Productivity levels in the sector are also low and the country relies on imports for most major commodities. The country imports around 300,000 tons of its staple food - rice - each year, to feed the population.

“This is unacceptable,” the Project Coordinator, who doubles as AfricaRice Country Representative, Dr. Inoussa Akintayo, told the Daily Observer in an interview in 2021. “Liberia has all it takes to become the hub of agricultural activities in the West African and Mano River regions.”

“Arable lands are abundant, rainfall is plentiful and the climate conditions are most of the time favorable. There are a lot of rivers for aquaculture activities,” he said.

However, the distribution of the improved tilapia fingerlings and the Nerica-L19 rice seeds, Akintayo said during the tour over the weekend, is part of efforts to encourage farmers to produce beyond the subsistence level.

He stressed that climate-smart farming methods like the IRFFS technology should be encouraged among farming communities to discourage other activities that could harm the environment.  

 “We are preparing to improve our living conditions today, but we should also think about the next generation,” said Dr.
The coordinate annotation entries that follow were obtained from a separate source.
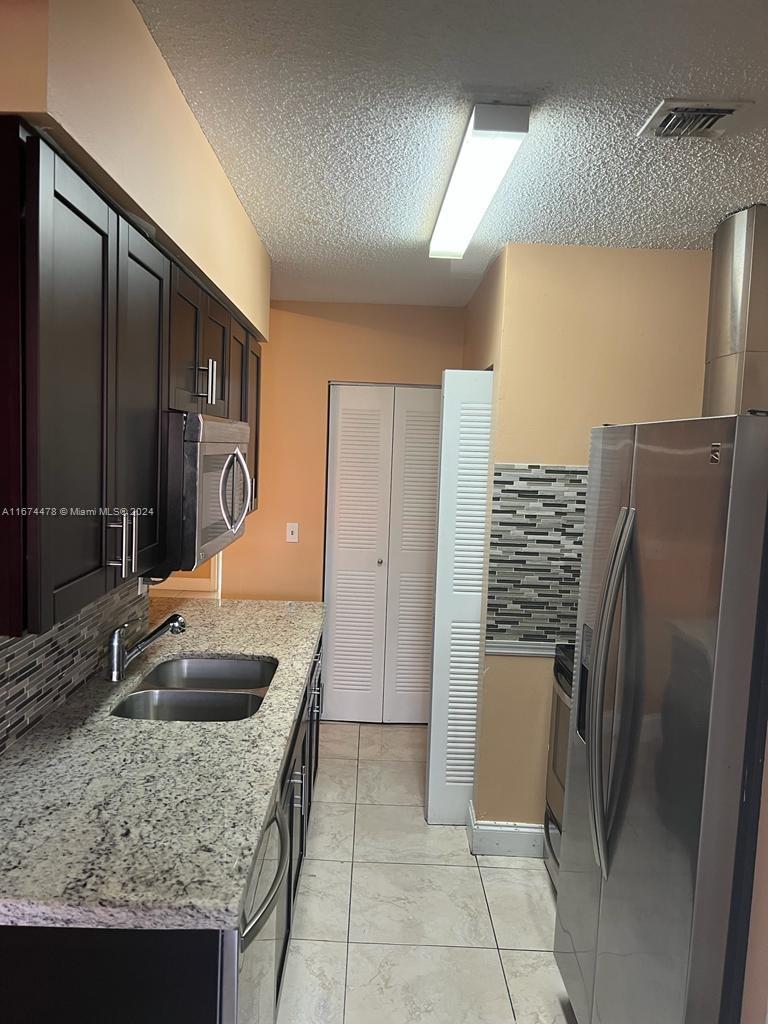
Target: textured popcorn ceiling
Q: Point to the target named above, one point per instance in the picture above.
(338, 123)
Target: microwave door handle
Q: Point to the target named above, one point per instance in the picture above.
(611, 599)
(222, 483)
(247, 491)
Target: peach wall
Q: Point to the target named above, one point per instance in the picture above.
(589, 336)
(311, 344)
(90, 74)
(24, 55)
(484, 317)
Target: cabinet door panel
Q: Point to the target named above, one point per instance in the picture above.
(71, 334)
(216, 347)
(238, 381)
(138, 419)
(186, 325)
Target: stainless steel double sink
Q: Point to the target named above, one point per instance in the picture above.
(200, 689)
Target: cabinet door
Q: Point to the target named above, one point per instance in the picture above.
(138, 421)
(71, 329)
(238, 379)
(216, 355)
(186, 378)
(253, 409)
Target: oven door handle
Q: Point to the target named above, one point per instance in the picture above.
(548, 819)
(222, 483)
(247, 491)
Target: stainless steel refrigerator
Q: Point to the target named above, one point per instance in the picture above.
(668, 728)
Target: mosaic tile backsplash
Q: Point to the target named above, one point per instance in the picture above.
(37, 673)
(537, 525)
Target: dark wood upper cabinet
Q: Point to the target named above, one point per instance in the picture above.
(71, 335)
(216, 325)
(184, 373)
(11, 423)
(253, 412)
(103, 338)
(139, 421)
(199, 363)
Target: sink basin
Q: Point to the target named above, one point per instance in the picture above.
(188, 706)
(212, 674)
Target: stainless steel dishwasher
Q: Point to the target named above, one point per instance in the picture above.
(252, 956)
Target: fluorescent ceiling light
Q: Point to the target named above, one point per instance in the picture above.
(491, 141)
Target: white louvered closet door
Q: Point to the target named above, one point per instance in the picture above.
(356, 551)
(465, 452)
(413, 544)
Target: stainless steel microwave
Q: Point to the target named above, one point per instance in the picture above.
(214, 482)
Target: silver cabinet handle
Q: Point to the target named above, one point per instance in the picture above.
(222, 482)
(134, 542)
(122, 562)
(247, 491)
(210, 393)
(299, 778)
(249, 928)
(600, 672)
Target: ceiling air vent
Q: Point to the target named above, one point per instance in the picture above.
(692, 119)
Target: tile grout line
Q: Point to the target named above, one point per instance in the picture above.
(420, 945)
(351, 877)
(496, 938)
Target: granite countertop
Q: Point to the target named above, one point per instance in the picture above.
(110, 822)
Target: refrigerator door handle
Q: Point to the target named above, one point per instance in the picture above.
(589, 731)
(595, 754)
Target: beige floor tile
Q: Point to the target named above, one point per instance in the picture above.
(400, 835)
(391, 782)
(331, 832)
(419, 905)
(322, 909)
(425, 985)
(537, 989)
(313, 983)
(522, 906)
(339, 739)
(393, 742)
(336, 782)
(512, 863)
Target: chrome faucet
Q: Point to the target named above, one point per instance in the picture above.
(120, 658)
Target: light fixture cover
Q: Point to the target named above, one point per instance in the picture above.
(491, 141)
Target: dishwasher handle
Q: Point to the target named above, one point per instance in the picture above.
(250, 928)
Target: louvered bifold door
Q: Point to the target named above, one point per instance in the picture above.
(356, 551)
(413, 545)
(465, 450)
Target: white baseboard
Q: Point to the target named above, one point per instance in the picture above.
(504, 839)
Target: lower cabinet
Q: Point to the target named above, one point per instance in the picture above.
(126, 976)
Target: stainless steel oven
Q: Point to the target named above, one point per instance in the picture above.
(215, 486)
(558, 756)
Akintayo. “Today we have the forest, but the next generation may suffer when we poorly manage what we have now.”

He also noted that IRFFS is an effort aimed at curbing the impact of climate change on food production.

The project also has a variety of labor-saving equipment that reduces farmers’ workload and accelerates their productivity. 

The Agro-Mechanic and Processing Specialist of the project, Dr. Ahouansou Roger disclosed that plans are underway to train farmers on the operations and maintenance of the locally fabricated equipment, which include power tillers, moldboard plows, disk plows, rakes, driving seats. Others are drum seeders, upland seeders, and rice harvesters. 

Providing statistics on the project so far, Communication Specialist, George A. Harris, in a presentation disclosed that there has been an increase in the consumption, production level of beneficiary households regarding fish and rice. 

“Study of the availability of fish and rice among beneficiaries in 2020, the start year of the project, shows that household members consumed 7 kilograms of fish and 104 kilograms of rice. But this has increased to 9 kg fish and 124 rice since the beneficiaries adopted the IRFFS,” Harris said.

In terms of the production of fish and rice under the project, while they were producing 1 ton of rice per hectare, it increased to 4.5 tons in 2023, and from 0.5 tons per hectare to 2 tons per hectare under the new method.

There is also an increase in the production adopted by households, especially among women and youths, he said.

“With no women-headed households involved in the new farming innovation in 2020, the number of women who adopted the practice had increased to 170 in 2023, though only 99 were being targeted under the project,” he noted.  

There are a total of 174 young people involved, far exceeding the 66 that the project had initially targeted.

The IRFFS is also a climate-smart technology that discourages deforestation and encourages sustainable land use, such as wetlands. It is contributing to or improves carbon repossession, land restoration, biodiversity conservation, and soil and land productivity while at the same time evaluating the social economic aspect of forest preservation on livelihood development.

Multi-national organizations AfricaRice and WorldFish are implementing the initiative in partnership with the National Fisheries and Aquaculture Authority (NaFAA), Central Agricultural Research Institute (CARI), and the Ministry of Agriculture (MoA).

The innovative IRFFS, the stakeholders believe, will not only catapult farmers out of poverty but also sustainable farming practices initiatives.